Nuestro Tesoro olvidado:

La doctrina Social de la Iglesia

Es un cuaderno para familias y que empieza en el contexto familiar. Hoy estoy en casa de los abuelos, trabajando en el ordenador de mi padre y con mis dos sobrinos jugando alrededor. David, el mayor, quiere “ayudarme”, intenta mover el ratón mientras yo tecleo y, como eso no parece muy práctico, enseguida inventa algo nuevo e ingenioso: ayudarme a corregir, cada vez que una palabra se pone de color rojo, el me avisa para cambiarla. Y en esas estamos, en honor a mi pequeño secretario he empezado por escribir la dedicatoria que ya habéis podido leer: “Dedicado a mis sobrinos: Eva y David. Se trata de hacer un mundo mejor para ellos”.

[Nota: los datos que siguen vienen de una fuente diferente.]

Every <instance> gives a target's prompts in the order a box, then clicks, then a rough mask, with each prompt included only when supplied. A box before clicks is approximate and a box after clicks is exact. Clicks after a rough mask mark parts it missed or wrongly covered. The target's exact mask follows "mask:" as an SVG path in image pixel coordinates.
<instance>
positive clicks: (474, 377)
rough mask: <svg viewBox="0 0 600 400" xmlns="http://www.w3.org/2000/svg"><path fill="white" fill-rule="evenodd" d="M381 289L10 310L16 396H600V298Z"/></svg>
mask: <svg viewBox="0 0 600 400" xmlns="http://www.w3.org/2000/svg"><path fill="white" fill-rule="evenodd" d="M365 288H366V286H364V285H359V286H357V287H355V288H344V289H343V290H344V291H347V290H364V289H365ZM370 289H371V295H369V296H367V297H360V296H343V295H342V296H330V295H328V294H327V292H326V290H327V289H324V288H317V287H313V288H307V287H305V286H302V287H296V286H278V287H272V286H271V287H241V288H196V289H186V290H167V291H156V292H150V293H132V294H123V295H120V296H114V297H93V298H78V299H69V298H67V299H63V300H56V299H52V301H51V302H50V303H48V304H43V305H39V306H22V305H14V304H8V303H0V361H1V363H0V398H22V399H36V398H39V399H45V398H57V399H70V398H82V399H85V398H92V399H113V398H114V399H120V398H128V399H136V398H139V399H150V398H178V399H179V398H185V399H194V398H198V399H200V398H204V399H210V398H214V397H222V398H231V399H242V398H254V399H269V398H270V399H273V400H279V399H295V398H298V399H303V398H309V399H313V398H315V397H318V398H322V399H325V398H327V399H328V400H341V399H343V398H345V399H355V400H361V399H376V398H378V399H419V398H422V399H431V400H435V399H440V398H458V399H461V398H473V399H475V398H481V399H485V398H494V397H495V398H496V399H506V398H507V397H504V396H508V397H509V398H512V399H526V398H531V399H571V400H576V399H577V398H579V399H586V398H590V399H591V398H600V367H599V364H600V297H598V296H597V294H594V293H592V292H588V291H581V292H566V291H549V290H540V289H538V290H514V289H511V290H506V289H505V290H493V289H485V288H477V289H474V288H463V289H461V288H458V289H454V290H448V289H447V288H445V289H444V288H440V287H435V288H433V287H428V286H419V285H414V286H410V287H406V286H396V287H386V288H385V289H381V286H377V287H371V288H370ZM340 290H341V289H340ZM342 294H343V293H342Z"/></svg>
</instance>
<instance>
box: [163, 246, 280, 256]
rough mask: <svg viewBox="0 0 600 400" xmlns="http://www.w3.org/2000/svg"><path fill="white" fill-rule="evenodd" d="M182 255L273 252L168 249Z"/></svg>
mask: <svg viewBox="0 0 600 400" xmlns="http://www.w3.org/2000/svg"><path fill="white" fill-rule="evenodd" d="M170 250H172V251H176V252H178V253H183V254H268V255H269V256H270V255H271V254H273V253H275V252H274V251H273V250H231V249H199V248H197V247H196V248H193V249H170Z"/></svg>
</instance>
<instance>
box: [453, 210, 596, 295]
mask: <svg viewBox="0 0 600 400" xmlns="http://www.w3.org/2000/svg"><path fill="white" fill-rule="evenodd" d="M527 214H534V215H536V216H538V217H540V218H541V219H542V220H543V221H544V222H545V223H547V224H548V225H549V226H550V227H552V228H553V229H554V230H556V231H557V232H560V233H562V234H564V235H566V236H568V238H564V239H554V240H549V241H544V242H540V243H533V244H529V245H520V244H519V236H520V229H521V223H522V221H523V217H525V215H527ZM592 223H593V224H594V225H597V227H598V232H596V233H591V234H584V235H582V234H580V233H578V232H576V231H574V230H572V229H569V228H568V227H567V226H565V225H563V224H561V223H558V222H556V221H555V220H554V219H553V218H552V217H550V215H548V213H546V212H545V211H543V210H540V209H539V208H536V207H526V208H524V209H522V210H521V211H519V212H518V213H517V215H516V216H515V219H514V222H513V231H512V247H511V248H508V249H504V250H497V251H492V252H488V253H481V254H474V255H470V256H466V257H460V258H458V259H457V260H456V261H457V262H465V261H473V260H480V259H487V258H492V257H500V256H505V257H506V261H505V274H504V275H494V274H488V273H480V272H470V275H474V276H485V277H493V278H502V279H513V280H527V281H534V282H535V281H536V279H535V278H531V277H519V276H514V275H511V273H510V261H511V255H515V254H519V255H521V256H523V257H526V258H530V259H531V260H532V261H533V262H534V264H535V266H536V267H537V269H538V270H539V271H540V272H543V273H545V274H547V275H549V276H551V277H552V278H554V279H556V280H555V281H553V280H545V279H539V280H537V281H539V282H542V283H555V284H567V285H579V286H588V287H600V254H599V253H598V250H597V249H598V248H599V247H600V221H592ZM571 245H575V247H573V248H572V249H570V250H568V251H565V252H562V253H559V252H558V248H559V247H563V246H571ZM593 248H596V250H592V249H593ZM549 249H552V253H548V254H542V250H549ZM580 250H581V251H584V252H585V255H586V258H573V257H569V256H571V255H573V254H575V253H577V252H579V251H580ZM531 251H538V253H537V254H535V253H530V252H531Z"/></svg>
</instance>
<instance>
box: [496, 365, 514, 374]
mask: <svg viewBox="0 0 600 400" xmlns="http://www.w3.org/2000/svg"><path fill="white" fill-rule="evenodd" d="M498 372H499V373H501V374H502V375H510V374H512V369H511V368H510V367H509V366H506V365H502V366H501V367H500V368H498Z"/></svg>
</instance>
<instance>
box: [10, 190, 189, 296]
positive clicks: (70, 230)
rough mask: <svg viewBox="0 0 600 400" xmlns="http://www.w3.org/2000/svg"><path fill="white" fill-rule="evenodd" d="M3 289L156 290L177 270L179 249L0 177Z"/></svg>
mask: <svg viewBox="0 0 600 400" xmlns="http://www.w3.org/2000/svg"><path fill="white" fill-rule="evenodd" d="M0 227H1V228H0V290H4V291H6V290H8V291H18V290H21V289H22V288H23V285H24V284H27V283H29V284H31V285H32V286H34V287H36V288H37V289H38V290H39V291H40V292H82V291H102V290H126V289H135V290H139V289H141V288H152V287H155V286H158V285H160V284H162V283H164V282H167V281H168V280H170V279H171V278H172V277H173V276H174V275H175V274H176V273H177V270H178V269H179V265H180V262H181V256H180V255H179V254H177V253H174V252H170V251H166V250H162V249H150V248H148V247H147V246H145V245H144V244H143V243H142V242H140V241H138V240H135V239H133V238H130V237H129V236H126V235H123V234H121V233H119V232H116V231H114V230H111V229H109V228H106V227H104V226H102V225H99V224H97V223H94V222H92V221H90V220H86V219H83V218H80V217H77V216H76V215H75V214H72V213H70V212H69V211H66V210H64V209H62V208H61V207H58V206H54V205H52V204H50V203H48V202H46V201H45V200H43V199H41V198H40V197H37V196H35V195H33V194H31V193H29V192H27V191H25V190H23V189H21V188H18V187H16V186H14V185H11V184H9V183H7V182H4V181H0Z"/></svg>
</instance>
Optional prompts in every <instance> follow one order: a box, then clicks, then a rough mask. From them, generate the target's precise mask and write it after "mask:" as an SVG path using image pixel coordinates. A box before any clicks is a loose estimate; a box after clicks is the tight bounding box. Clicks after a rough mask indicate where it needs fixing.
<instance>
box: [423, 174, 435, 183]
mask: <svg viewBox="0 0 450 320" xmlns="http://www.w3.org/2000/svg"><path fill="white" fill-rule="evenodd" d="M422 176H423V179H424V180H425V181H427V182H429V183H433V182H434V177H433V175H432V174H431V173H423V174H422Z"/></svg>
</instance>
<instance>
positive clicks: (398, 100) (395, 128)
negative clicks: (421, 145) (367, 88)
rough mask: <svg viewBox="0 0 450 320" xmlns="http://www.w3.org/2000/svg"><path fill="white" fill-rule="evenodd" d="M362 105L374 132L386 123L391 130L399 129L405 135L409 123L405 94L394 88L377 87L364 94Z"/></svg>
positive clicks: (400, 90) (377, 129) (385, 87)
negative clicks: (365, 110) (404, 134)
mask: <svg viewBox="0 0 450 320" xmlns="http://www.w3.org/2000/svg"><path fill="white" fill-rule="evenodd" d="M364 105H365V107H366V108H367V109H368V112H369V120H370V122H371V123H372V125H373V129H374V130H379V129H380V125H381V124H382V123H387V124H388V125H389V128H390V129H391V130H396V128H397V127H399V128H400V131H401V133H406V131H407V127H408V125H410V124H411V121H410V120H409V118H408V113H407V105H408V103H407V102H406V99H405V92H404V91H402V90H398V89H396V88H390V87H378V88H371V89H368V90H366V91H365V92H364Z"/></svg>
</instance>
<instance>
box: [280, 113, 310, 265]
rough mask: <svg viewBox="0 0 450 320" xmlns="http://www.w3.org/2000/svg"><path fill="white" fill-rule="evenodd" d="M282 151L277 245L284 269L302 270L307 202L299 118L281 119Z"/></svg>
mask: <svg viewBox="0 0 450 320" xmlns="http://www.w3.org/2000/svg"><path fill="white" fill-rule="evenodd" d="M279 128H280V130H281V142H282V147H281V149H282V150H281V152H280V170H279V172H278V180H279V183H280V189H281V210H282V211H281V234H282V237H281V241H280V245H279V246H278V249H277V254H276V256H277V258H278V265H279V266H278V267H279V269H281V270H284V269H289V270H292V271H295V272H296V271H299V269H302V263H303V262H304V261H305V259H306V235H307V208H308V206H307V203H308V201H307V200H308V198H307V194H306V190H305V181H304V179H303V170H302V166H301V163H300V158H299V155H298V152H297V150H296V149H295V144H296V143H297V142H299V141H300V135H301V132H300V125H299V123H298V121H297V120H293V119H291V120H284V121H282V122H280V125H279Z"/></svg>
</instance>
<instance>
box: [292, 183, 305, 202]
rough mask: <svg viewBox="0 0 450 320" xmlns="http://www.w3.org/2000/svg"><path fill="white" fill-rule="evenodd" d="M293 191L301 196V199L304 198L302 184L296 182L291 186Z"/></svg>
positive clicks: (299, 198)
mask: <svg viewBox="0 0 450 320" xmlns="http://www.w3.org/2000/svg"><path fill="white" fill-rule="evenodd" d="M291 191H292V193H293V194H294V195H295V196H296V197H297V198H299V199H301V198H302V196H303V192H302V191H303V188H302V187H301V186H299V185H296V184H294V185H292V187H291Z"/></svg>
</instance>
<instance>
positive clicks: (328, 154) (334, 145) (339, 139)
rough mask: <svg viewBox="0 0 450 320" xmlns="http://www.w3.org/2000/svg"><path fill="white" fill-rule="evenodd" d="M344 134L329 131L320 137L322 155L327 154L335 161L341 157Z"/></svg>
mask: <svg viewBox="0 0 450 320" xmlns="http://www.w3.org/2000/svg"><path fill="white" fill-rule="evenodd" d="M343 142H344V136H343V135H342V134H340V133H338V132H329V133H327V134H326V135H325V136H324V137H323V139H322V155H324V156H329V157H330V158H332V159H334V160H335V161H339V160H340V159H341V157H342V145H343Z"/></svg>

Y, sí, de eso se trata la Doctrina Social de la Iglesia, de cómo les dejamos a estos chavales que empiezan la vida un mundo mejor. Porque parece que no se ha tenido esto muy en cuenta últimamente y los jóvenes y no tan jóvenes que ahora se incorporan al trabajo o quieren formar una familia lo tienen crudo para pagarse una casa, tener un empleo fijo, garantizarse las pensiones o respirar aire limpio en un planeta cada vez más degradado.
¿Vamos a plantearnos cambiar entre todos el rumbo de este mundo para que los niños que nacen hoy tengan una vida más humana?
¿Vamos a pensar “a lo grande” y sin fronteras para que los niños de todo el mundo puedan vivir dignamente?
De momento tenemos para ellos el hambre y las guerras y, después, si intentan salir de ahí a buscar una vida mejor, muros y alambradas cada vez más altas.
Por eso, dedicar un año a la Doctrina Social de la Iglesia es plantearnos que crezca el amor en nuestras familias. Que sea un amor verdaderamente cristiano que abrace a otras familias del mundo entero.